肺動脈弁狭窄[症]〈pulmonary(pulmonic)stenosis;PS〉

肺動脈弁狭窄症とは、狭義の肺動脈弁に単独に生じた弁口の狭小化だけでなく、弁下部(漏斗部)狭窄・弁狭窄・末梢部の狭窄を含めた総称である。本症のほとんどは先天性変化であり、単独で障害をもつものや、他の先天性心疾患に合併するものがある。また、漏斗部狭窄は肥大型心筋症にみられることがある。正常の弁口面積は約3.1c㎡とされているが、狭窄により血行動態に影響する。有効弁口面積の狭小化は当初右心室圧の上昇により代償されるが(右室圧の上昇・右室肥大)、この機転が三尖弁逆流の合併などで破綻すると明らかな右心負荷徴候が出現してくる。

自覚症状は、これらの右心不全症状(肝腫大・浮腫など)が主なものとなる。聴診所見では、幅広いⅡ音の分裂(Ⅱpは減弱)と胸骨左縁第2肋間にて駆出性収縮期雑音が聴取される。胸部レントゲン写真では、狭窄後拡張により左第2弓の突出がみられ、重症例では心拡大を認める。心電図所見では、右室肥大所見がみられる。
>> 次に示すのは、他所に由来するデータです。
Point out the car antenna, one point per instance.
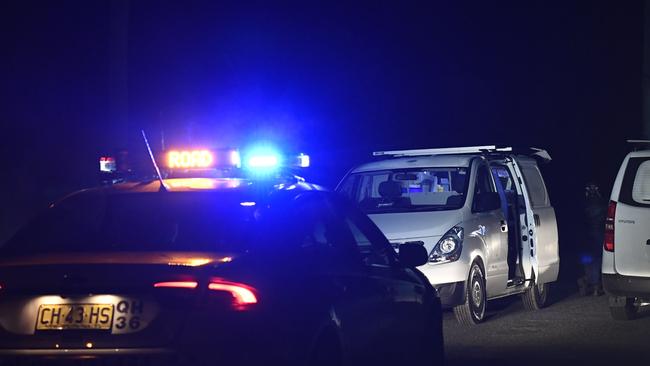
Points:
(163, 186)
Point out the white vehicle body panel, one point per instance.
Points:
(631, 256)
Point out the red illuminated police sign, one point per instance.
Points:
(190, 159)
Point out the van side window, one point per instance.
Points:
(635, 189)
(483, 183)
(534, 185)
(641, 187)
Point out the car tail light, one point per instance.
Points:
(242, 295)
(177, 284)
(609, 227)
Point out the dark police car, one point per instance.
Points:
(213, 270)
また、本症の非観血的診断法として心臓超音波法は有用であり、断層像では弁狭窄、漏斗部狭窄が証明される。ドプラ法を用いれば、流速より狭窄部前後での圧較差が推測可能である。弁自身の評価として、収縮期のドーミング、Mモードでのa-dipがみられる。心臓カテーテル検査では造影による直接的な弁の形態や、内圧測定による圧較差の算出が可能である。治療は一般的に必要ないが、症状を伴うものや血行動態に影響を及ぼす重症例では外科的治療が選択される。